Strengths of this study include the national sample of oncologists treating a wide range of cancers at a time the pandemic was evolving in the United States. Limitations include its survey-based design, social media recruitment, and high proportions of surgeons and females; these respondents may not fully represent all oncologists practicing in the United States. We also chose to focus on physicians as they are heavily involved in treatment decision-making for oncology patients, however, we would expect similar results for advanced practice providers in oncology settings as well. These data may also under-report emotional symptoms due to social desirability bias. Finally, we do not know the rates of anxiety and depression among these oncologists prior to the pandemic and cannot infer these high rates were directly caused by the pandemic. However, the prevalence of anxiety and depression in our study, 62.0% and 23.5%, respectively, are higher than what has been previously reported. In a systematic review and meta-analysis performed in 2017 evaluating psychiatric distress and morbidity specifically among oncologists, the authors reported 27% experienced psychiatric morbidity and 12% screened positive for depression . A 2015 review suggested that one third of the general population will experience an anxiety disorder over their lifetime , however, data are very limited on anxiety symptoms among oncologists; one study in Brazil reported rates of 19% in 2018 .

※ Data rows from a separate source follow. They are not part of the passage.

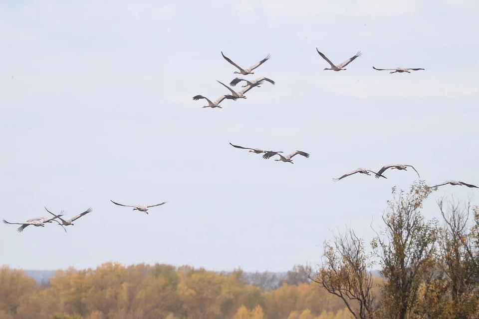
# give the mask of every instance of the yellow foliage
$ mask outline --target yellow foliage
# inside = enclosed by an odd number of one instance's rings
[[[47,288],[22,271],[0,268],[0,318],[45,319],[318,319],[344,304],[317,285],[283,285],[263,292],[241,272],[228,276],[188,266],[106,263],[57,271]],[[324,316],[323,316],[324,317]]]

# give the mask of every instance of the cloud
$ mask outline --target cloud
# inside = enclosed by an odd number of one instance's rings
[[[412,0],[384,1],[381,0],[352,1],[314,1],[298,0],[270,0],[264,2],[268,13],[279,15],[303,16],[375,16],[413,15],[417,11],[417,1]]]

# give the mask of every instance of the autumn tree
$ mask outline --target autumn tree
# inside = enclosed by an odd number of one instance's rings
[[[381,274],[386,279],[382,287],[382,318],[420,318],[418,293],[425,279],[434,270],[437,223],[427,221],[421,214],[424,201],[432,192],[421,181],[408,193],[393,188],[393,199],[382,220],[385,229],[372,242],[380,260]]]
[[[16,315],[18,308],[35,291],[35,281],[23,271],[0,268],[0,318]]]
[[[324,247],[324,262],[313,280],[340,298],[356,319],[373,318],[378,304],[372,294],[372,264],[363,241],[348,228]]]
[[[438,202],[444,225],[438,241],[441,276],[437,280],[445,283],[443,292],[448,292],[450,296],[451,305],[447,310],[451,313],[450,318],[477,318],[479,272],[474,225],[471,225],[470,219],[471,202],[456,202],[453,199],[446,205],[445,201],[443,198]],[[438,306],[444,308],[447,305],[443,302]]]

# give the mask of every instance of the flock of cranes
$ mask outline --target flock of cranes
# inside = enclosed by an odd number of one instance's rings
[[[349,64],[351,62],[354,61],[355,59],[356,59],[359,56],[360,56],[362,55],[362,53],[361,53],[361,52],[358,51],[354,56],[352,56],[352,57],[349,58],[346,61],[344,61],[342,63],[336,65],[333,64],[333,63],[329,60],[329,59],[326,57],[324,54],[319,52],[319,50],[318,50],[317,48],[316,48],[316,51],[317,51],[318,53],[319,53],[319,54],[321,56],[321,57],[322,57],[324,60],[325,60],[326,62],[327,62],[331,65],[330,68],[325,68],[324,69],[324,70],[331,70],[333,71],[336,71],[345,70],[346,70],[346,69],[344,68],[345,66],[346,66],[348,64]],[[264,63],[265,62],[266,62],[271,58],[271,56],[269,54],[268,54],[268,55],[266,57],[265,57],[264,59],[263,59],[259,62],[253,64],[253,65],[251,65],[248,68],[243,68],[239,66],[238,64],[235,63],[233,61],[232,61],[231,59],[226,56],[225,54],[223,54],[223,52],[221,52],[221,54],[222,55],[223,55],[223,57],[225,58],[225,60],[228,61],[230,63],[232,64],[236,67],[238,68],[238,69],[240,70],[239,72],[238,71],[235,71],[234,72],[233,72],[234,74],[241,74],[242,75],[248,75],[249,74],[254,74],[254,72],[252,72],[253,70],[257,68],[258,67],[259,67],[260,65],[262,64],[263,63]],[[410,71],[410,70],[412,70],[413,71],[417,71],[418,70],[424,70],[424,69],[420,68],[404,68],[404,67],[399,67],[395,68],[392,68],[392,69],[379,69],[379,68],[377,68],[374,66],[373,66],[373,68],[375,70],[377,70],[378,71],[385,71],[385,70],[391,71],[391,72],[390,72],[391,73],[403,73],[403,72],[411,73],[411,72]],[[230,85],[231,86],[234,87],[234,86],[236,86],[237,84],[238,84],[238,83],[240,83],[242,81],[244,81],[246,83],[246,84],[244,85],[242,85],[241,87],[243,88],[238,92],[236,92],[234,90],[230,88],[228,85],[220,82],[220,81],[218,81],[218,82],[220,84],[221,84],[222,85],[223,85],[223,86],[226,87],[227,89],[228,89],[228,90],[230,91],[230,92],[231,93],[231,94],[227,94],[222,95],[215,102],[212,102],[211,100],[208,99],[208,98],[200,95],[195,95],[195,96],[194,96],[193,100],[197,101],[202,99],[206,99],[207,101],[208,101],[208,105],[203,106],[203,107],[204,108],[211,107],[212,108],[222,108],[222,107],[220,106],[220,103],[222,101],[223,101],[223,100],[225,100],[225,99],[231,99],[231,100],[233,100],[234,101],[236,101],[239,98],[245,99],[246,98],[246,97],[244,95],[244,93],[245,93],[246,92],[247,92],[248,91],[253,88],[253,87],[260,87],[260,85],[262,84],[265,81],[266,82],[269,82],[269,83],[273,85],[275,84],[274,81],[267,77],[265,77],[264,76],[258,77],[254,80],[247,79],[242,77],[238,77],[233,79],[230,82]],[[308,154],[307,153],[306,153],[305,152],[303,152],[302,151],[295,150],[291,152],[290,153],[288,154],[287,155],[282,155],[282,154],[283,153],[282,151],[265,151],[262,149],[260,149],[259,148],[250,148],[249,147],[243,147],[242,146],[240,146],[239,145],[233,145],[231,143],[230,143],[230,144],[232,146],[233,146],[234,147],[236,147],[236,148],[248,149],[248,150],[249,150],[249,152],[254,153],[255,154],[263,154],[263,155],[262,155],[262,158],[266,160],[269,159],[269,158],[272,157],[273,156],[277,155],[278,156],[279,156],[279,158],[275,159],[274,160],[275,161],[279,161],[284,162],[285,163],[290,163],[291,164],[294,164],[294,163],[293,163],[293,161],[292,161],[292,158],[297,155],[301,155],[302,156],[304,156],[306,158],[309,158],[309,154]],[[333,180],[335,182],[337,182],[345,177],[347,177],[348,176],[350,176],[357,173],[359,173],[360,174],[364,174],[367,175],[370,175],[371,174],[369,173],[372,173],[375,174],[375,177],[376,177],[376,178],[379,178],[380,177],[387,178],[387,177],[386,177],[386,176],[383,175],[384,172],[385,172],[387,170],[389,169],[397,169],[398,170],[404,170],[404,171],[407,171],[407,167],[411,167],[413,169],[414,169],[416,171],[416,172],[418,174],[418,176],[419,177],[419,173],[418,172],[416,169],[412,165],[409,165],[409,164],[395,164],[384,165],[379,171],[378,171],[377,173],[374,172],[373,171],[371,171],[370,170],[366,169],[362,167],[360,167],[359,168],[357,168],[356,170],[354,170],[354,171],[351,171],[349,173],[347,173],[345,174],[344,175],[342,176],[341,177],[339,177],[338,178],[333,178]],[[442,183],[441,184],[439,184],[438,185],[435,185],[434,186],[432,186],[431,188],[433,188],[438,187],[439,186],[441,186],[445,185],[447,184],[449,184],[451,185],[463,185],[463,186],[467,186],[470,188],[479,188],[479,187],[475,185],[473,185],[470,184],[467,184],[466,183],[465,183],[464,182],[461,182],[460,181],[452,180],[447,181],[446,182],[444,182],[444,183]],[[154,207],[156,206],[159,206],[168,202],[168,201],[166,201],[160,204],[157,204],[152,205],[132,206],[132,205],[123,205],[122,204],[119,204],[118,203],[116,203],[112,201],[111,200],[110,200],[110,201],[111,201],[112,203],[113,203],[115,205],[117,205],[120,206],[133,207],[133,210],[137,210],[140,212],[144,212],[147,214],[148,214],[148,211],[149,208],[151,207]],[[92,211],[91,208],[89,208],[88,209],[85,211],[83,213],[81,213],[75,216],[74,217],[73,217],[72,218],[69,219],[68,220],[65,220],[61,218],[61,217],[65,215],[64,214],[63,211],[62,211],[58,215],[55,215],[51,212],[50,212],[49,211],[48,211],[48,210],[47,210],[46,207],[45,208],[45,209],[49,213],[53,215],[53,217],[51,217],[49,218],[47,218],[46,217],[38,217],[36,218],[32,218],[28,220],[27,221],[23,223],[10,223],[10,222],[7,222],[4,219],[3,220],[3,223],[4,223],[5,224],[8,224],[9,225],[21,225],[19,227],[18,227],[18,228],[17,229],[17,230],[19,232],[21,232],[24,229],[25,229],[25,228],[26,228],[27,227],[30,225],[33,225],[37,227],[44,227],[44,224],[45,223],[51,223],[52,221],[55,221],[56,223],[57,223],[59,225],[63,227],[65,231],[66,232],[66,229],[65,229],[65,227],[64,226],[73,226],[73,222],[74,222],[74,221],[77,220],[78,219],[80,218],[82,216],[83,216],[85,215],[86,215],[87,214]],[[60,222],[56,220],[57,219],[59,219],[60,221],[61,222],[61,223],[60,223]]]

The prevalence of anxiety-related symptoms we observed among oncology physicians in the United States is alarming. These findings support a recent call to action to address emotional distress among physicians even prior to the pandemic . It is crucial to protect the mental health of all oncologists in order to preserve their ability to deliver high quality and efficient care to cancer patients at a time of unprecedented uncertainty. Further studies are needed to identify the sources of psychological distress and assess the efficacy of interventions for physicians during and after the COVID-19 pandemic. We have made tremendous strides in cancer care over the past few decades and the risk of losing oncologist capacity to depression and anxiety would be an extra insult to the already tragic situation of cancer and COVID-19.